YOLO-X Tiny Quant example#

NOTE This tutorial can be downloaded for local execution on a Jupyter Notebook environment. Click here to download the source file.

In this example, we present an Object Detection Model Quantization workflow. We used YOLO-X Tiny as a demonstration to illustrate the effectiveness of FX-graph-based QAT and PTQ.

  1. We conduct QAT (Quantization-Aware Training) experiments and show competitive results compared with PTQ (Post-Training Quantization).

  2. The finally exported ONNX model can be used for NPU hardware compile and deployment.

  3. The detailed code about YOLO-X Tiny Model <https://github.com/Megvii-BaseDetection/YOLOX>_ can be found in Megvii Research.

This repo contains the code for the training, evaluation, etc. In this quant example code, we adopt the original repo and the majority of the code to perform the quantization.

Highlight Overview#

  • Quantization schema: INT8 (quant range [-128, 127]), symmetric, power-of-2 scale (e.g., 1/(2**4)) for weight, bias, activation.
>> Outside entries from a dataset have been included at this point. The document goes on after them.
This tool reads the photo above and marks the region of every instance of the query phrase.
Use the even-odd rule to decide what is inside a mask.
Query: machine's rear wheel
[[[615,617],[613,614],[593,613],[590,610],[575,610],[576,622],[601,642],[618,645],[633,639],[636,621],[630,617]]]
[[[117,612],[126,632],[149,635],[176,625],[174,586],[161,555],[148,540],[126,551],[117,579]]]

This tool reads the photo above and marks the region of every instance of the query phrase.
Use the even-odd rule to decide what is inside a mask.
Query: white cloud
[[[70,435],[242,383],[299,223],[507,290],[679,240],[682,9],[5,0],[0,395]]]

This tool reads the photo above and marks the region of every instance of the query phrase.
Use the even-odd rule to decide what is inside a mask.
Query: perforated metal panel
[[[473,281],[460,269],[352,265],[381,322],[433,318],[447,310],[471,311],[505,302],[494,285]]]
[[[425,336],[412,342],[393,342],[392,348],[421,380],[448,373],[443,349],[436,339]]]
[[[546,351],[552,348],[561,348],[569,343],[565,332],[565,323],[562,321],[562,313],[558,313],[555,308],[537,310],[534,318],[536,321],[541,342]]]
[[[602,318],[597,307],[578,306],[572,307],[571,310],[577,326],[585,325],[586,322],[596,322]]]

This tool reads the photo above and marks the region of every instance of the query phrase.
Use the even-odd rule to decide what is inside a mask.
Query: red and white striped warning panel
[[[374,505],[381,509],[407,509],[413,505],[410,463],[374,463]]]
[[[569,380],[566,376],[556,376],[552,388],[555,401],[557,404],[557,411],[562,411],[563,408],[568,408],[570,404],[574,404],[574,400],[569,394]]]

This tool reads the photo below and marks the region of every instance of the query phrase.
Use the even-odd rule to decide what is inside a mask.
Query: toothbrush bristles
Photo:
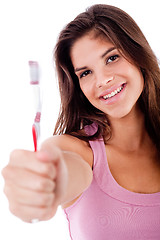
[[[39,84],[39,65],[36,61],[28,62],[30,67],[30,84],[37,85]]]

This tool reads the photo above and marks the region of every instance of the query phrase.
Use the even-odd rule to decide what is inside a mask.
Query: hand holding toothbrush
[[[47,220],[54,216],[59,205],[58,196],[65,192],[61,185],[65,186],[67,181],[60,149],[54,145],[48,149],[47,144],[37,151],[41,117],[39,66],[33,61],[29,62],[29,66],[36,107],[32,126],[35,151],[14,150],[2,175],[10,211],[23,221],[35,222],[36,219]],[[57,169],[63,170],[57,173]],[[57,181],[57,174],[60,181]]]

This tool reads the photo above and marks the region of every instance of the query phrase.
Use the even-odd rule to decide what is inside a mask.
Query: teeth
[[[116,94],[118,94],[122,89],[123,89],[123,87],[121,86],[121,87],[117,88],[115,91],[111,92],[110,94],[103,96],[103,98],[105,100],[108,98],[111,98],[111,97],[115,96]]]

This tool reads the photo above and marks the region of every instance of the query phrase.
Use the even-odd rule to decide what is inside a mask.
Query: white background
[[[43,110],[41,141],[53,133],[59,109],[52,52],[60,30],[77,14],[95,3],[118,6],[128,12],[160,57],[159,1],[147,0],[2,0],[0,2],[0,170],[15,148],[32,150],[33,107],[28,60],[41,66]],[[61,208],[56,216],[27,224],[11,215],[0,176],[1,240],[68,240],[68,226]]]

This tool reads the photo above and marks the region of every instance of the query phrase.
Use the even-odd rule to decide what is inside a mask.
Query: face
[[[122,118],[136,109],[142,73],[112,43],[90,33],[75,42],[71,60],[82,92],[108,118]]]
  • Hardware friendly: Step-by-step instructions to deploy in the AMD NPU.

  • Satisfied Quant results: For the original FP32 model, the detection results get the 32.8mAP on COCO val dataset. Using the Quark FX quant tool, the PTQ model gets 25.2 mAP. After QAT(training), the final quantized model gets 30.3 30.3 mAP. This means that even after int8 and pow-of-2 format scale quantization, the quantized model can recover over 92% of the original floating-point model.

Important Information#

YOLO-X Tiny is an object detection model in computer vision tasks. Developed by Megvii. The original GitHub repo can be found here YOLOX <https://github.com/Megvii-BaseDetection/YOLOX>_. We use code from this repo to perform the quantization and only keep the demand code.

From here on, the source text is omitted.